Molti giochi e app per bambini sono progettati con tecniche di persuasive design e dark patterns per creare dipendenza e monetizzare l'attenzione

di Michele Pinassi

SIENA. Se avete figli in età adolescenziale, probabilmente vi sarete accorti delle enormi difficoltà che hanno a staccarsi dallo schermo del tablet o dello smartphone. La cosa importante da sapere è che non è colpa loro se fanno enorme fatica: moltissime applicazioni di intrattenimento, soprattutto i giochi, sono programmati per dare dipendenza attraverso tutta una serie di tecniche psicologiche chiamate “persuasive design” o “dark patterns”.

I bambini sono particolarmente vulnerabili a queste leve psicologiche perché la loro corteccia prefrontale – la parte del cervello responsabile del controllo degli impulsi, della gestione delle frustrazioni e della pianificazione a lungo termine – è ancora in via di sviluppo.
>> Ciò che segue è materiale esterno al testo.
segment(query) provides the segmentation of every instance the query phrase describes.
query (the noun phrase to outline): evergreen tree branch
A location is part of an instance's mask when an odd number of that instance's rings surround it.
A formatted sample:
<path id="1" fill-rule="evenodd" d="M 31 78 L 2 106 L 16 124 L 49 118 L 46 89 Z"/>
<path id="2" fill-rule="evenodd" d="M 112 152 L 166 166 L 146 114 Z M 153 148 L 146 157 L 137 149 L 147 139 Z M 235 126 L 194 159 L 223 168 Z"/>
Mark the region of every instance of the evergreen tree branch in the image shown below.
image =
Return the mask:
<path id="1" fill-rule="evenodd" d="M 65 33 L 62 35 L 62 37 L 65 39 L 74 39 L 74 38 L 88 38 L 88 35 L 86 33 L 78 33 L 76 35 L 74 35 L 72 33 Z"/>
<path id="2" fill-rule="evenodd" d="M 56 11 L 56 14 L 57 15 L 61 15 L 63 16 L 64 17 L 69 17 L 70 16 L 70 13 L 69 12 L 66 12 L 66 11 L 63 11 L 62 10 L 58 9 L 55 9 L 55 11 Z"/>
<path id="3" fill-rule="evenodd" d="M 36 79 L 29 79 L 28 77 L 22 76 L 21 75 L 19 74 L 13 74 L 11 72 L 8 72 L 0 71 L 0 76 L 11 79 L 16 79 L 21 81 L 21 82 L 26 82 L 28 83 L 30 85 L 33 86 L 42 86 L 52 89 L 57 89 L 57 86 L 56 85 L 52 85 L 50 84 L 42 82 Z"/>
Progettisti e sviluppatori di queste app, che chiaramente devono monetizzare l’investimento dello sviluppo e della commercializzazione, adottato tutta una serie di tecniche psicologiche note:

1. La “Gabbia di Skinner” o del “rinforzo intermittente”

Questa è la stessa tecnica psicologica su cui si basano le slot machine e il gioco d’azzardo: se il cervello sa esattamente quando otterrà una ricompensa, la novità svanisce e subentra la noia. Se invece la ricompensa è imprevedibile (es. aprire una “cassa premio” o trovare un oggetto raro senza sapere quando o cosa uscirà), il cervello rilascia una scarica di dopamina molto più potente. Sui bambini sviluppa l’impulso di fare “ancora un tentativo” o “un altro livello”, sperando che sia quello fortunato.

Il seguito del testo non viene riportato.